EDIT: just watched a couple videos on plywood testing, regular vs marine, as well as adhesive testing, and I can save you some time by stating don't waste your money on marine, just get the regular stuff and coat it in epoxy and it should rock in our application with/without carpet
That's some good info! Gotta love the wealth of knowledge on here!
08-10-2013 09:08 AM
ancientspear Note on wooden materials. Caution to those using engineered panels like oriented strand board (OSB), MDF, and pressure treated (with ACQ) wood available from regular home improvement places.

OSB is not good to use in exterior applications because it tends to swell when it absorbs water then breaks apart. Don't believe me? Put a piece in a bucket of water and see for yourself! This is why we cover our homes with breathable water resistant membranes over it, something to consider in a project like this as OSB is great if kept dry. For this reason water absorption reason I would avoid using MDF as well.

Plywood has many advantages over a solid piece of wood because the thicker you go with it the more laminated pieces of wood are changing directions. This is why it is more resistant to warping than a solid piece of wood, all those different layers keep each other straight as wood will warp in one direction and since they're "fighting one another" they keep each other straight. However if left untreated/sealed it will rot on you. That being said one could presume pressure treated (ACQ) plywood would be ideal, but I would not recommend it in our tubs.
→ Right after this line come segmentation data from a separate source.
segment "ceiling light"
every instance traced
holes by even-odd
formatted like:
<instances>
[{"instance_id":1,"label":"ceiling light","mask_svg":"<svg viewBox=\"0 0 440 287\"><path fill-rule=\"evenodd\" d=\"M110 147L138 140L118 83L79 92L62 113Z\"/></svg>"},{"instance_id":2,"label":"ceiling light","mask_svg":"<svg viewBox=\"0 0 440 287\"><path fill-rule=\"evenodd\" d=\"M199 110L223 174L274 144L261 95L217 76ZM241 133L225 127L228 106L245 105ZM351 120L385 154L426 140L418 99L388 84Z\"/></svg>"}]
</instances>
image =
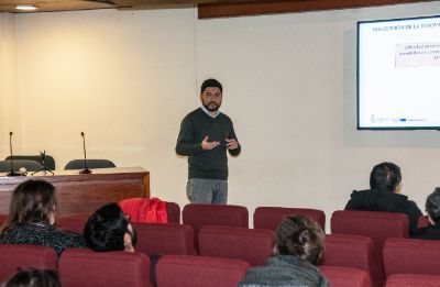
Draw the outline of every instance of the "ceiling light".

The ACQ preservative is very corrosive to many metals so unless you've bedlinered your tub, use ACQ proof fasteners, and throw caution to the wind, I would avoid it like the plague for this project. (read this for info on ACQ and OK fasteners)
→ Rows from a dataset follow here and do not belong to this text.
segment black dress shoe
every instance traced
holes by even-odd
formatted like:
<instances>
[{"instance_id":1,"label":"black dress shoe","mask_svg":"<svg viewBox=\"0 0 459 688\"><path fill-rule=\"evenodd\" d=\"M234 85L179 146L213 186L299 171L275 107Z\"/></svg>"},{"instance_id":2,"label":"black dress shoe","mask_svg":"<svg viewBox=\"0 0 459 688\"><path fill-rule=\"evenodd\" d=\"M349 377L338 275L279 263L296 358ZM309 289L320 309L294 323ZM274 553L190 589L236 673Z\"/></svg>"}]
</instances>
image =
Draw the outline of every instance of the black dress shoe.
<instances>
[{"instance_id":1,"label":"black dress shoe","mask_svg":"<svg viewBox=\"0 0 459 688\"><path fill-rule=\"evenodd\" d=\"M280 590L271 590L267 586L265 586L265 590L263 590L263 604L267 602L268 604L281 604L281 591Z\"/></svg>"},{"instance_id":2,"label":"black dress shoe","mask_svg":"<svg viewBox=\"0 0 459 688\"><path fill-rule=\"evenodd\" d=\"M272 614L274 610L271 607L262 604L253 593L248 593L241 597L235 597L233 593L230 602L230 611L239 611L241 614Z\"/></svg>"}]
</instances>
That being said, there are some marine grade plywood a that would do well or on the cheap you could just use an exterior paint on regular plywood for this job before wrapping it with carpet or just leaving it as is and just replace it if it ever rots out on you.

Then again if you bedlinered the wood before you fasten it on, you could probably get away with any option as it would be encapsulated with a rubberized or epoxy layer. Even so, I would still avoid pressure treated, it weighs a lot in comparison!
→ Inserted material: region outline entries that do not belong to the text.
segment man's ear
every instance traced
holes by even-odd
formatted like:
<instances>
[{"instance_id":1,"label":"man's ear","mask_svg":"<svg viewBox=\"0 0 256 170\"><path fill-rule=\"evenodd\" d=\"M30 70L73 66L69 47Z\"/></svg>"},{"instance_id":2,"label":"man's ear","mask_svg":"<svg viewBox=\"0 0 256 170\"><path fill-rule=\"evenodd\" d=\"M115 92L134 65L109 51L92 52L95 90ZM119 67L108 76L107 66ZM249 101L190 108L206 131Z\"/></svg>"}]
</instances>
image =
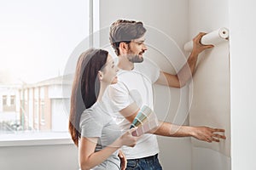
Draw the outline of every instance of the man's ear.
<instances>
[{"instance_id":1,"label":"man's ear","mask_svg":"<svg viewBox=\"0 0 256 170\"><path fill-rule=\"evenodd\" d=\"M98 71L98 77L99 77L99 80L102 81L103 79L103 74L102 74L102 71Z\"/></svg>"},{"instance_id":2,"label":"man's ear","mask_svg":"<svg viewBox=\"0 0 256 170\"><path fill-rule=\"evenodd\" d=\"M127 43L121 42L119 43L119 50L123 54L126 54L129 50L129 46Z\"/></svg>"}]
</instances>

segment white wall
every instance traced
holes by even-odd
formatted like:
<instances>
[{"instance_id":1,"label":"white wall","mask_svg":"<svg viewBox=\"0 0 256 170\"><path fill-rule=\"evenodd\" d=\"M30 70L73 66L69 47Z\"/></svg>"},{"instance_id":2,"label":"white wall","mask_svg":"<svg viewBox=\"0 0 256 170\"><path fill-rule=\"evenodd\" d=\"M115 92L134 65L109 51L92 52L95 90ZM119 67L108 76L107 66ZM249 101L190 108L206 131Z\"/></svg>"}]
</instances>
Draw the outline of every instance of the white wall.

EDIT: just watched a couple videos on plywood testing, regular vs marine, as well as adhesive testing, and I can save you some time by stating don't waste your money on marine, just get the regular stuff and coat it in epoxy and it should rock in our application with/without carpet
08-10-2013 07:15 AM
Neoxxis Behind the seat you make a panel that goes from the cover to the floor and you anchor on the child seat loops...
This way the trunk is locked even with no doors...

Also, good job moony john, looks very similart to mine...!
08-09-2013 10:24 PM
MoonyJohn Heres mine I pretty much fully copied from the post above.





It doesnt fold up, and its actually not that big of a deal. If it were to open, it would only be maybe less than 35 degrees it would be able to open up to.





I dont have an answer for the rear seat fold though. As long as your door is locked, they would need to do some major crawling around to get to the back. So if your in a public area, I wouldnt worry, because someone may notice someone trying to get into your car haha
08-09-2013 07:56 PM
sgtmajor138 Quick question for the group. If this has been addressed earlier, I apologize in advance.

If the top is down, how do you keep the rear seats from folding? I so want to make one of these for my 09 JKU, but do not want to think I have secure storage when someone could just fold down the seat.

Thanks for the help and all of the great jeep discussions!!
06-11-2013 06:02 PM
MoonyJohn Awesome covers, I really like Neoxxis', literally perfect.